Ouverture du procès ce mardi d’un Genevois accusé d’avoir fait assassiner un compatriote aux Philippines en octobre 2014. Il avait pour projet d’ouvrir un bar dans ce pays avec la victime. Celle-ci a été retrouvée morte, tuée d’un coup de couteau dans le cœur, sur l’île de Mindanao. L’accusé aurait payé les tueurs avec l’argent de son futur associé, qui avait amené ce cash pour l’ouverture du bar.
L’accusé conteste tous les faits qui lui sont reprochés. Il est jeune, il a 24 ans. Malgré sa corpulence plutôt imposante, il répond presque avec timidité aux questions de la juge du tribunal criminel, Sabina Mascotto, à la manière d’un tout jeune garçon. L’accusé parle parfois dans sa barbe et la juge lui fait souvent répéter.
Ses parents se divorcent lorsqu’il a 6 ans, et il vit avec sa mère et son beau-père à Genève. A 13 ans, il rejoint son père en France, et fait deux ans d’internat à Nimes. En 2009, il revient chez sa mère où il cumule les petits boulots.

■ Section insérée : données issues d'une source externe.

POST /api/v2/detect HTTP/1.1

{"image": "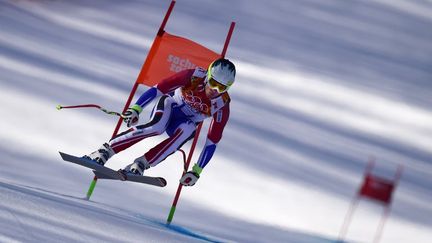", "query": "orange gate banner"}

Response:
[137,32,220,86]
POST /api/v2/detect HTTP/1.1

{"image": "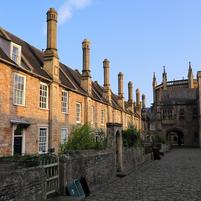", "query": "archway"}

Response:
[166,128,184,146]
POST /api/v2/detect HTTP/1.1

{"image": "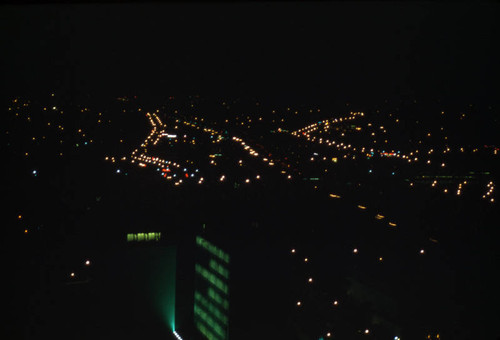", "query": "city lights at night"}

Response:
[0,1,500,340]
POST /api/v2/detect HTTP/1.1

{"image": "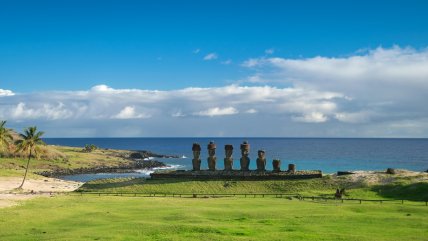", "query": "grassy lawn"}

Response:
[0,196,428,240]
[79,176,428,201]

Un emploi à Mobilzone qui se termine par une plainte de son employeur pour vol…alors qu’il est encore mineur…grâce aux mesures de réinsertion, il travaille ensuite dans l’informatique et dans divers restaurants.
En 2013, il part aux Philippines pour un emploi dans un resort. Là-bas, il se lie avec une femme qui lui annonce en novembre qu’elle est enceinte. Sa fille Serena naît en 2014. «A chaque fois que j’avais besoin d’argent, je demandais à ma famille », déclare l’accusé. Une généreuse grand-mère mais aussi sa mère l’aident. Pour les couches de son bébé et pour le lait en poudre.

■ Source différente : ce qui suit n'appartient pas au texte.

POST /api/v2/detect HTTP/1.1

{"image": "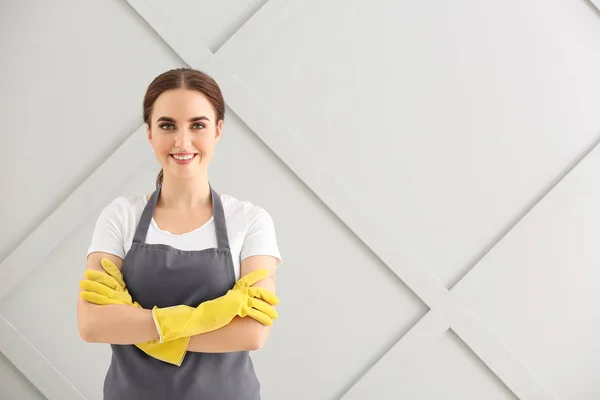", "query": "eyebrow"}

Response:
[156,115,210,122]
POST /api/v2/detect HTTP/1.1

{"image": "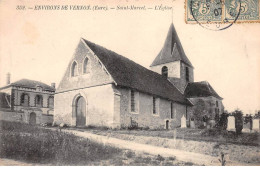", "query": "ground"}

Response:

Puis il décide d’ouvrir un bar aux Philippines avec un ami suisse.
Un futur associé qui verse sur le compte du prévenu, en septembre 2014, plus de 11'000 francs suisses dans la perspective de prendre un bar sur une des îles. Mais l’associé meurt un mois plus tard d’un coup de couteau dans le cœur, sur l’île de Mindanao. Selon l’acte d’accusation, le prévenu aurait attiré la victime sous prétexte d’acheter du matériel pour le fameux bar. L’accusé aurait ensuite conduit la victime sur une route isolée. Des tueurs à gage, engagés par le prévenu, l’y attendaient. C’est là qu’ils s’en sont pris à la victime, lui assénant un coup de couteau fatal dans le cœur.
L’audition de l’accusé se poursuit cet après-midi.
Et l’accusé nie tous les faits. Selon sa version, son associé aurait été tué par des Philippins pour lui voler son cash. Il aurait voulu acheter une arme à feu dans l’île de Mindanao. Et là, tout aurait dérapé. Des hommes à moto l’auraient attaqué au couteau. Le prévenu affirme avoir également reçu des menaces répétées de la part de la victime elle-même, durant le mois de septembre 2014. Des menaces contre lui-même, sa famille en Suisse mais aussi contre sa compagne philippine et sa fille Serena. L’interrogatoire de la juge se poursuit.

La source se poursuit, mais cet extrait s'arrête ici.